Bugün yaşadığımız kimi tartışmalarda, Osmanlıca bilmememizin acısını fena halde yaşıyoruz. Son iki asırda saklanan sırların açığa kavuşması gerekirken, hâlâ Osmanlıcaya mesafe konulması tuhafıma gidiyor ve ardında açık söyleyim “İngilizvari dalavere” arıyorum.

Latin alfabesini asla tartışmam. Ama Osmanlıcanın da isteyenler tarafından öğrenilmesinin yolu açılmalı. Hükümet bunu yapacaktı ama “nedense” yapamadı. Bu yapamamanın ardını tahmin etmekle birlikte, tekerrür eden tarihi yaşamak da bana büyük acı veriyor.

İzmir Milli Kütüphane arşivindeki eski yazı gazeteleri okumak ne müthiş bir şeydir bilir misiniz? Çanakkale anılarını, İstiklal Harbi pusulalarını okumak ne şahane bir olaydır. Ya da bir mezar taşını okuyup, rahmetlinin yaşadığı süreci düşünmek...

Ama daha büyük yararı var ki, o da tarihi net bir şekilde anlamaktır. Çünkü bazı “çevirenlerin” çevirirken “oynadıklarını” çok iyi biliyorum geçmişten.

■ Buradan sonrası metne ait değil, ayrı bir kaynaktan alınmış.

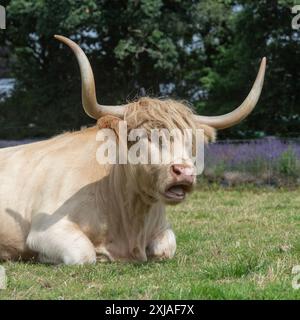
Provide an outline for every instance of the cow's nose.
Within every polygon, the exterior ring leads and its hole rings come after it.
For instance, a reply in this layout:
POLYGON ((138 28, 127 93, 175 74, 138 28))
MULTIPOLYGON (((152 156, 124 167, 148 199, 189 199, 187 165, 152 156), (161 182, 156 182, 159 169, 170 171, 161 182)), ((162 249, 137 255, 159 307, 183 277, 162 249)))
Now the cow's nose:
POLYGON ((195 178, 194 168, 184 164, 173 164, 171 173, 179 181, 193 183, 195 178))

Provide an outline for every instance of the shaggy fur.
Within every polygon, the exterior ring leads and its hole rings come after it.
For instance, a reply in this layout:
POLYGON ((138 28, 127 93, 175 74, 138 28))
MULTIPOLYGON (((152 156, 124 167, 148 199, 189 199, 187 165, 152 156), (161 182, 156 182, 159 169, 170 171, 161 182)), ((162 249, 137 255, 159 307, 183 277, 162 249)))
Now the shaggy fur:
MULTIPOLYGON (((174 100, 129 104, 129 128, 199 128, 174 100)), ((98 127, 0 150, 0 259, 82 264, 99 260, 171 258, 175 236, 165 216, 167 165, 99 165, 98 127)), ((201 126, 207 140, 214 129, 201 126)), ((190 164, 187 164, 190 165, 190 164)))

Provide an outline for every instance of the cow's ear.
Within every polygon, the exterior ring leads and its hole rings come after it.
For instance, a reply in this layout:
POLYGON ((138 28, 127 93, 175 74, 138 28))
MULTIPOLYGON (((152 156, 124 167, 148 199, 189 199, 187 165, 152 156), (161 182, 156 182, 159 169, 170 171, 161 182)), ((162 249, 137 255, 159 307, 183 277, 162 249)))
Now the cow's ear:
POLYGON ((199 124, 199 129, 204 131, 205 142, 215 142, 217 137, 217 131, 213 127, 210 127, 206 124, 199 124))
POLYGON ((119 138, 119 122, 120 121, 122 121, 120 118, 108 115, 98 119, 97 126, 99 129, 114 130, 117 137, 119 138))

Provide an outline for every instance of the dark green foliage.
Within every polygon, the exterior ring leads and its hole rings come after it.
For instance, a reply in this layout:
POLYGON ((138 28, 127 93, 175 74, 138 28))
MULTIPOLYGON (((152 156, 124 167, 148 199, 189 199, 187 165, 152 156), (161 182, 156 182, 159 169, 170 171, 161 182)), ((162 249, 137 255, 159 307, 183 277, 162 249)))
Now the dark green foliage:
POLYGON ((268 58, 262 99, 243 124, 220 136, 297 135, 299 33, 293 1, 10 0, 1 44, 10 50, 13 96, 0 104, 0 136, 49 136, 92 123, 82 111, 77 63, 53 39, 86 51, 98 100, 118 104, 140 88, 187 99, 203 114, 232 110, 259 60, 268 58))

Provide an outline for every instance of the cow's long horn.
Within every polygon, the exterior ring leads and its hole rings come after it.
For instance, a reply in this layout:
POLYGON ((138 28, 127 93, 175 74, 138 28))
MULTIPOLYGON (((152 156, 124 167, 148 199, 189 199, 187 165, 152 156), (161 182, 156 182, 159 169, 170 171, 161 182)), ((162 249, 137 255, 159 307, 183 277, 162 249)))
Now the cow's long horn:
POLYGON ((103 106, 97 103, 93 70, 82 49, 74 41, 66 37, 59 35, 55 35, 54 37, 69 46, 77 58, 82 82, 82 104, 86 114, 94 119, 99 119, 105 115, 113 115, 123 118, 126 107, 125 105, 103 106))
POLYGON ((254 109, 262 87, 264 83, 266 70, 266 58, 263 58, 260 64, 260 68, 253 84, 253 87, 248 94, 244 102, 235 110, 230 113, 226 113, 221 116, 198 116, 195 115, 196 119, 202 124, 207 124, 216 129, 225 129, 234 126, 235 124, 241 122, 248 114, 254 109))

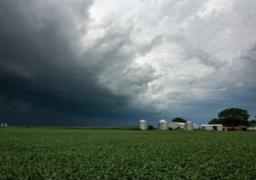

İşte “Tarihimizi yeniden yazalım.” derken de bunu söylemeye çalışıyorum. Çünkü inanın bana, BİLMİYORUZ! Bize ne kadar “lütfedilirse” ona razı geliyoruz.

İşte bu yüzden de Lozan’ı, Atatürk’ü, Abdülhamit’i tartışıyor ama Düyun-u Umumiye kolcularının rezaletlerini “atlıyoruz!”

Ve “tekerrür eden tarihe” sadece “ahlanarak, vahlanarak” bakıyoruz!

***

ÜÇ ÖNEMLİ YAZI…

İzmir’deki “tarih talanını” kentsel dönüşüm diye yutturmayı planlayan kapitalist, menfaatçi, cahil zümre, yeniden Tepecik’e takmış kafayı. Burada da kendilerince “Eşrefpaşa Hastanesi’ni” hedef alıyorlar. Bu hastanenin ne olduğunu zerre bilmeyen bu güruha gelecek yazıda bilgi vereyim.

17 Nisan ve 15 Mayıs “yazılarımı da” şimdiden hazırlıyorum. Köy Enstitüleri ile ilgili alışılmış bilgilerin dışında yazacağım size. Ne yazık ki sadece “ağaların” isteği değil “oy uğruna da” telef edilmiş büyük eğitim hamlemiz. Yanlış sadece DP’de değil ne yazık ki…

15 Mayıs’ta ise yine farklı bir bakış açısı oluşturmaya çalışacağım. Ve bugüne kadar kimsenin görmediği birkaç fotoğraf paylaşacağım. Bana da yeni ulaştı. Sağ olsun çekip yollayan vatan yiğitleri.